We aim to further dissect the relationship between epigenetics and metabolism in blood cells, particularly in disease states. Our current focus includes investigating branched-chain amino acid metabolism in stem cell function and cancer progression, as well as identifying metabolic dependencies of cancer stem cells as potential therapeutic targets.

Research on metabolism holds immense potential for revealing fundamental biological insights, novel disease mechanisms, and therapeutic targets. However, therapeutic advancements remain limited due to an incomplete understanding of metabolic regulation in both normal and pathological conditions.

Using state-of-the-art metabolomics and stable isotope tracing in advanced disease models and human specimens, we identified post-transcriptional pathways that regulate mitochondrial biogenesis and metabolism during erythropoiesis. We also elucidated metabolic adaptations driving acquired resistance to IDH-targeted therapies in myeloid leukemias. More recently, we uncovered a glutamate-to-glutamine metabolic switch essential for ammonium detoxification during erythropoiesis, which may be leveraged to mitigate common red cell disorders. 

Our ongoing studies focus on characterizing the metabolic properties and vulnerabilities of blood stem cells, developing erythrocytes, and leukemia cells across experimental models and disease states. Ultimately, we aim to develop metabolism-targeted strategies to improve disease management and therapeutic outcomes.

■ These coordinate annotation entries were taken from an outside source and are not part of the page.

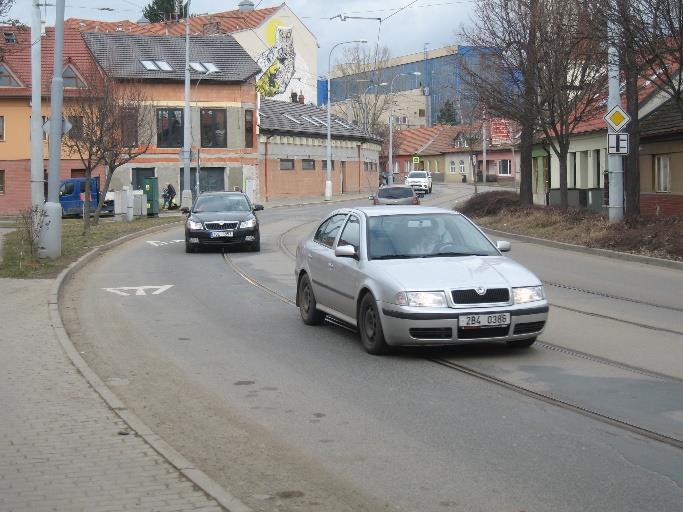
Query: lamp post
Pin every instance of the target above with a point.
(328, 173)
(390, 174)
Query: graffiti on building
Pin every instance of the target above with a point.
(277, 62)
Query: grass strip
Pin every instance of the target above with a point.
(17, 261)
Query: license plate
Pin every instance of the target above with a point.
(221, 234)
(492, 320)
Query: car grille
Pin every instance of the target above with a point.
(483, 332)
(220, 226)
(431, 333)
(472, 297)
(528, 327)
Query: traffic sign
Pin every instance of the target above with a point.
(617, 118)
(617, 143)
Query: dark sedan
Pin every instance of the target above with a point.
(222, 219)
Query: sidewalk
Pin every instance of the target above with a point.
(61, 447)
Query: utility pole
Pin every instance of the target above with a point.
(51, 236)
(615, 166)
(37, 178)
(186, 195)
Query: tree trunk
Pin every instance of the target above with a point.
(103, 194)
(526, 143)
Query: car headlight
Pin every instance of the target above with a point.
(528, 294)
(421, 299)
(251, 223)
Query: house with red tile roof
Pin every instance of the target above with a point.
(275, 37)
(661, 160)
(455, 153)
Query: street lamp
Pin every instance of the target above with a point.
(328, 173)
(390, 177)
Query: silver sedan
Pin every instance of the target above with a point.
(416, 276)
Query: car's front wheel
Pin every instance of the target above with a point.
(307, 304)
(370, 327)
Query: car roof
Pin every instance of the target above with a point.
(377, 211)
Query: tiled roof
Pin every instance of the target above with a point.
(295, 118)
(226, 22)
(664, 120)
(432, 140)
(120, 55)
(17, 57)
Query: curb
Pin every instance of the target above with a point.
(184, 466)
(625, 256)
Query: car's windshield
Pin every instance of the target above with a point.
(426, 235)
(394, 192)
(235, 203)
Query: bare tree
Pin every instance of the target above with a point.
(570, 75)
(506, 32)
(367, 104)
(111, 126)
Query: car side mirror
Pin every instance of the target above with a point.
(503, 246)
(345, 251)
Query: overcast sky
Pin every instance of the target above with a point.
(425, 21)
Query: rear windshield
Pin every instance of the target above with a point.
(395, 192)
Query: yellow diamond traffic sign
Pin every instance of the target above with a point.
(617, 119)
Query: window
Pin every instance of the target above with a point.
(71, 79)
(327, 232)
(7, 78)
(213, 127)
(248, 128)
(76, 126)
(286, 164)
(351, 234)
(170, 127)
(662, 176)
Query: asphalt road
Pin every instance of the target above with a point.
(291, 417)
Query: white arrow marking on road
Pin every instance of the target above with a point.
(139, 290)
(158, 243)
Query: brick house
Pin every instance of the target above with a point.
(293, 151)
(15, 108)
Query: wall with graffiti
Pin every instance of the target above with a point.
(286, 51)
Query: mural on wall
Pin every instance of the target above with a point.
(277, 62)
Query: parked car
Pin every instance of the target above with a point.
(72, 197)
(421, 181)
(416, 276)
(222, 219)
(395, 194)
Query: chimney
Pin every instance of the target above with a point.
(246, 6)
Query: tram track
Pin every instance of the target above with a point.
(540, 396)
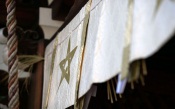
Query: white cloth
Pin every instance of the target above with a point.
(104, 43)
(152, 26)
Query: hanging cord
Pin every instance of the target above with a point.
(12, 43)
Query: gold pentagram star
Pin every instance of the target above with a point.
(66, 69)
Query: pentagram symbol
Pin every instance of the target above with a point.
(65, 64)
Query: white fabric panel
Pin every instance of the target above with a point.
(152, 26)
(104, 43)
(151, 29)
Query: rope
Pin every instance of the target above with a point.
(12, 43)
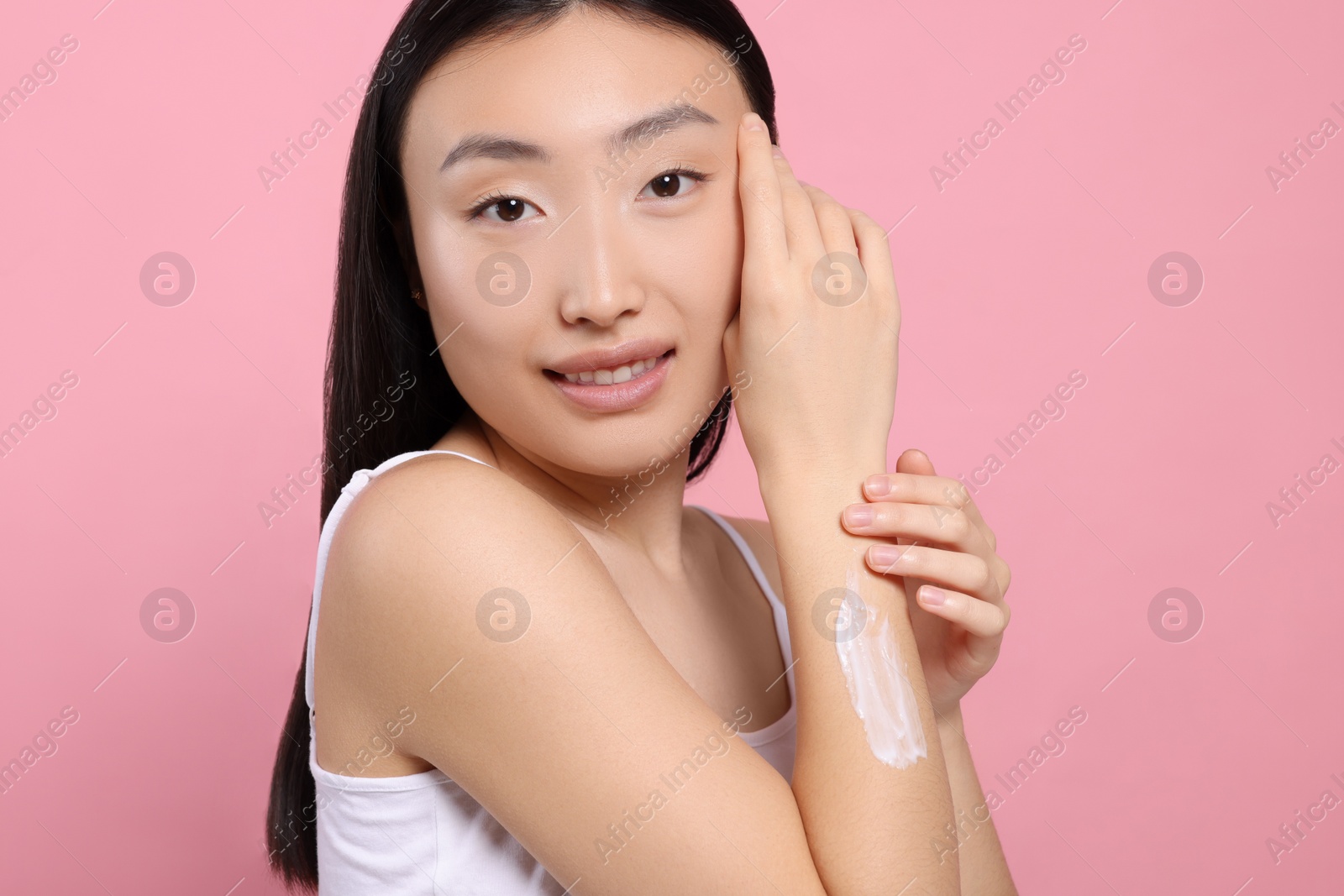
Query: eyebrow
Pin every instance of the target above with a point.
(660, 121)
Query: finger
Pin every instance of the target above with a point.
(833, 222)
(800, 217)
(907, 523)
(964, 573)
(875, 257)
(759, 187)
(920, 464)
(909, 488)
(980, 618)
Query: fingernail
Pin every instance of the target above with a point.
(887, 553)
(933, 597)
(858, 515)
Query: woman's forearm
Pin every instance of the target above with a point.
(974, 841)
(869, 821)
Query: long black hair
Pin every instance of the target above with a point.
(382, 351)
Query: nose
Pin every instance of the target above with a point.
(600, 278)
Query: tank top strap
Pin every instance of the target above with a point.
(356, 484)
(781, 629)
(745, 550)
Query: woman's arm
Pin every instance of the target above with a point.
(974, 842)
(817, 332)
(456, 591)
(869, 824)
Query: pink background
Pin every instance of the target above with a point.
(1032, 264)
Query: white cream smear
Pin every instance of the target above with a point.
(878, 685)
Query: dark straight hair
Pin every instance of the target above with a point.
(382, 349)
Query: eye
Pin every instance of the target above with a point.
(675, 183)
(510, 208)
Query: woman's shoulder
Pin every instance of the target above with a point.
(437, 504)
(759, 539)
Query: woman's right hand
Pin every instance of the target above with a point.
(817, 324)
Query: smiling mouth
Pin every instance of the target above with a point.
(615, 375)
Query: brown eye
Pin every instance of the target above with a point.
(675, 183)
(507, 210)
(510, 208)
(665, 186)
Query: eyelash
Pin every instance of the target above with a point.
(494, 199)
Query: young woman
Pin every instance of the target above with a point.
(569, 244)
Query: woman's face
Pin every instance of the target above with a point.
(543, 250)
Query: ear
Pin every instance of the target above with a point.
(407, 249)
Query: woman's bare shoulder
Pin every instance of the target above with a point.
(434, 513)
(759, 537)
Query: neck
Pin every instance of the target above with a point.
(638, 510)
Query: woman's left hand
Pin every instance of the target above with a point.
(941, 547)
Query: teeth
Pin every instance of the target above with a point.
(608, 376)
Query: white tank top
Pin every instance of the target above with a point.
(423, 833)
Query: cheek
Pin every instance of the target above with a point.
(705, 269)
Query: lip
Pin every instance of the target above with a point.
(616, 396)
(613, 356)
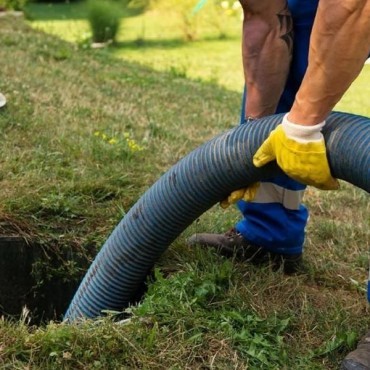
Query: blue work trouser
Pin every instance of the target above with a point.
(276, 219)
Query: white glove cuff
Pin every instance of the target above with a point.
(301, 133)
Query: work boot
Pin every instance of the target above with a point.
(232, 243)
(359, 359)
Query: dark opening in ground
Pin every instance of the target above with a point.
(45, 297)
(42, 280)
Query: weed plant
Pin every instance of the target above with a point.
(83, 136)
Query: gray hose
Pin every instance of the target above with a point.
(197, 182)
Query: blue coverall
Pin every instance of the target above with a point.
(271, 224)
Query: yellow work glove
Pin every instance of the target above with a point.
(300, 152)
(247, 194)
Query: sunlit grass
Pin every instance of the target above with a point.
(84, 135)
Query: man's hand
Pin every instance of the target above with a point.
(247, 194)
(300, 152)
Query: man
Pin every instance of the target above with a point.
(300, 57)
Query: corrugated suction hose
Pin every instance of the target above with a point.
(197, 182)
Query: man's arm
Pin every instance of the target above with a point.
(267, 50)
(340, 44)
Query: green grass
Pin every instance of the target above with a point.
(84, 133)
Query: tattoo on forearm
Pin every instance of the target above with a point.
(286, 27)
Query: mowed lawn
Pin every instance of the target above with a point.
(86, 132)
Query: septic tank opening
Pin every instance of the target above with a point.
(45, 298)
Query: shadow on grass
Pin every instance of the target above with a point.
(166, 43)
(75, 10)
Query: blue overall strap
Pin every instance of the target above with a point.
(242, 110)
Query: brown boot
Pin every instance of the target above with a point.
(232, 243)
(359, 359)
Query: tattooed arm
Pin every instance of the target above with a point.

We study how gene expression shapes cell identity by focusing on enhancers—short, cis-acting DNA sequences that promote transcription and influence cell fate. While transcription factors modulate cis-regulatory elements, the precise mechanisms governing enhancer regulation and spatiotemporal gene expression remain unclear.

Our lab investigates the regulatory logic of enhancer function in both normal development and disease. To this end, we have developed novel technologies that integrate repurposed CRISPR/Cas9 systems, functional genomics, and optogenetics. These approaches enable us to uncover chromatin-based mechanisms governing non-coding elements like enhancers, isolate regulatory complexes, and study their functions.

Currently, we focus on enhancer hijacking in cancer genomes, functional and mechanistic analyses of pathogenic non-coding variants, and advancing technologies for dissecting genome structure and function.

About 99% of human DNA is non-coding, yet these elements can influence the development and outcome of human disease. While retrotransposons, repetitive transposable elements, are traditionally seen as cancer-promoting, our laboratory recently uncovered their tumor-suppressive role in myeloid leukemia, underscoring the complexity of non-coding genomic elements in disease. Deeper insights into these dynamics could drive novel therapeutic strategies.

We are developing experimental and computational approaches, integrated with in vitro and in vivo disease models, to study disease-associated non-coding elements at a systems level. Our current projects focus on oncogenic cooperation between coding and non-coding variants, integrative analysis of structural variants as cancer drivers using long-read sequencing and elucidating the functional roles of transposable elements in cancer genomes.